The lack of women nominated in some of the key mixed-gender categories at last night’s Brit Awards was a talking point even within the awards itself. Now Vick Bain, the former CEO of songwriters body BASCA (now the Ivors Academy) has published some thoughts on the issue of diversity in music awards ceremonies and festival lineups that are relevant well beyond the UK.
Bain’s argument is that the core problem driving male-heavy nominations and lineups is what she terms the music pipeline, citing her experience researching the historical winners of the Ivor Novello Awards, and finding that only 6% had been women – rising to only 10% since 2010.

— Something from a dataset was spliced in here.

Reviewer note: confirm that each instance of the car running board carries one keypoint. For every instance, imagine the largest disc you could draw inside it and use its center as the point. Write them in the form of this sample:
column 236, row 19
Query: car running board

“This was despite working on ensuring the judging panels were as diverse as possible, but the judges can only choose from the works that are being entered in the first place,” wrote Bain. Hence the pipeline problem, with her research showing that “only 14% of songwriters/composers are female and that only 20% of artists on the label rosters are female. So there are a heck of a lot fewer women at the start of the award/festival pipeline than men”.
Bain added that the knock-on effects mount up. “For labels and publishers to enter their acts into the awards or promote them to festivals, they need chart placements and economic success to be eligible. If women are relegated to being the novelty act on a label in a serious minority, they wont be getting the attention, the best professional, and financial support they deserve and need to push them to chart success and placements. Coupled with an unconscious bias towards male artists from the general public based on what they are accustomed to hearing, it’s a relentless circle. These are systemic barriers which result in fewer female artists being submitted to award competitions and ending up on the major festival stages.”
Can this cycle be broken? The positive thing is that people are trying. We’ve written about PRS Foundation’s Keychange initiative, which continues to build momentum in signing up festivals to work towards 50/50 gender splits. Bain is making her own contribution by compiling and sharing a Google spreadsheet based on her analysis of 150 label rosters. It’s a list of 700 solo artists plus more than 600 bands with at least one woman member, for use by festival bookers.
“The more these women are booked onto festival stages the more likely they will sell product and become better known. The festival stages have a symbiotic relationship to the award ceremonies,” she wrote.